The report holds that, in the future, few aspects of Canadian life will remain unaffected. Industry will deal with extreme weather and uncertain supply routes, while food producers will face changing habitat conditions and increased disease to crops, all of it tied to warmer weather.

Human health is similarly vulnerable—Lyme disease cases are increasing with the temperature, as ticks make their way north in droves for new warmer, Canadian landscapes. A series of credible studies cited within the report suggest that diseases associated with warmer climates, like malaria, could also become prevalent in southern Canada.

The report also stresses the "opportunity" presented by climate change, and believes Canadian industry can adapt. Golf is frequently brought up as a sector that people may profit from due to "increased season length and demand". Similarly, changing arctic conditions will allow easier exploitation of natural resources in northern Canada.

Coastal areas may benefit temporarily from warmer ocean conditions and increased fish stocks, but the prairies will be struck with more frequent and intense droughts. Vulnerable communities with poorly-maintained infrastructure are expected to suffer, and native communities that rely on subsistence hunting or fishing may see their food sources disappear entirely.

The most concerning aspect of the report is its consistent admission of uncertainty when predicting the effects of climate change. Each section contains asides calling for more study, or direct admissions that researchers are unsure of how bad things will be.

The unexpected consequences of climate change are already on display in Canada's western forests, where the mountain pine beetle population has exploded due to mild winters, destroying 18.1 million hectares of pine trees. By 2020, the trees killed by the beetles will have released enough carbon into the atmosphere to account for five years of Canada's auto emissions.

Adaptation is a major theme of the report, and this fits with the current government's approach to climate change. While Canada shows little interest in hitting emission targets, or creating a market for carbon trading, it has nearly doubled its spending on adaptation programs, from $86 million in 2007 to $149 million in 2001.
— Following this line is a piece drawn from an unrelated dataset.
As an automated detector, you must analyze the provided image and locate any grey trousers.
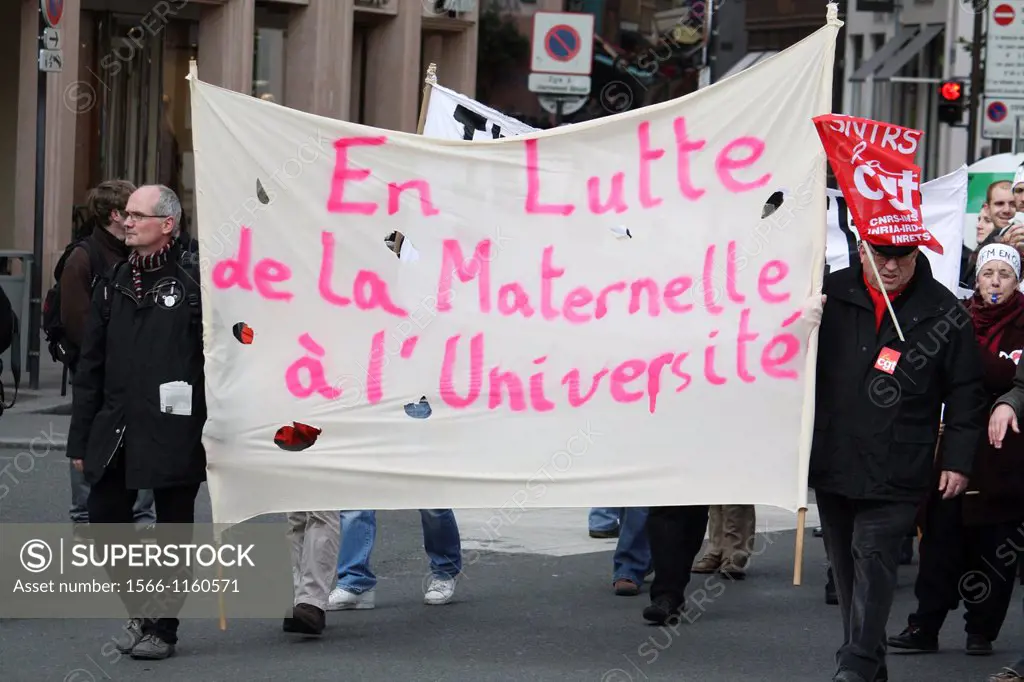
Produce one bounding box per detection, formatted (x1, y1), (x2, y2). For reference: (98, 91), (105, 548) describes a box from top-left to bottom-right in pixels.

I asked Dr. Adam Fenech, a climate researcher and director of the Climate Lab at UPEI, about Canada's commitment to climate change research. "Canada has devoted much of its climate research funding over the past 10 years to determining how Canada should adapt to the inevitable changes from current and future climate," he said. "Canada's commitment to climate change adaptation research is equivalent or greater than other countries."

Deputy Environment Minister Bob Hamilton displayed passivity typical of this government when taking questions on emission reduction at a recent parliamentary meeting: "We're 2 percent of the total global emissions… …if we went down to 1 percent; I guess that would have an impact, but it's not going to change the course of events."

The report comes after President Obama has made multiple overtures to the Harper government to begin acknowledging and combatting greenhouse gass emissions. So far, Harper hasn't appeared particularly interested in working with his American counterpart to change anything.

Climate change is inevitable, and adaptation is both smart and necessary. Early warning systems for extreme weather and a better understanding of changing populations and disease risks are all vital. But the Harper government has been notoriously slow on reducing carbon emissions, and while better data and better survival plans will be helpful in the short term, they won't slow or halt the climate crisis.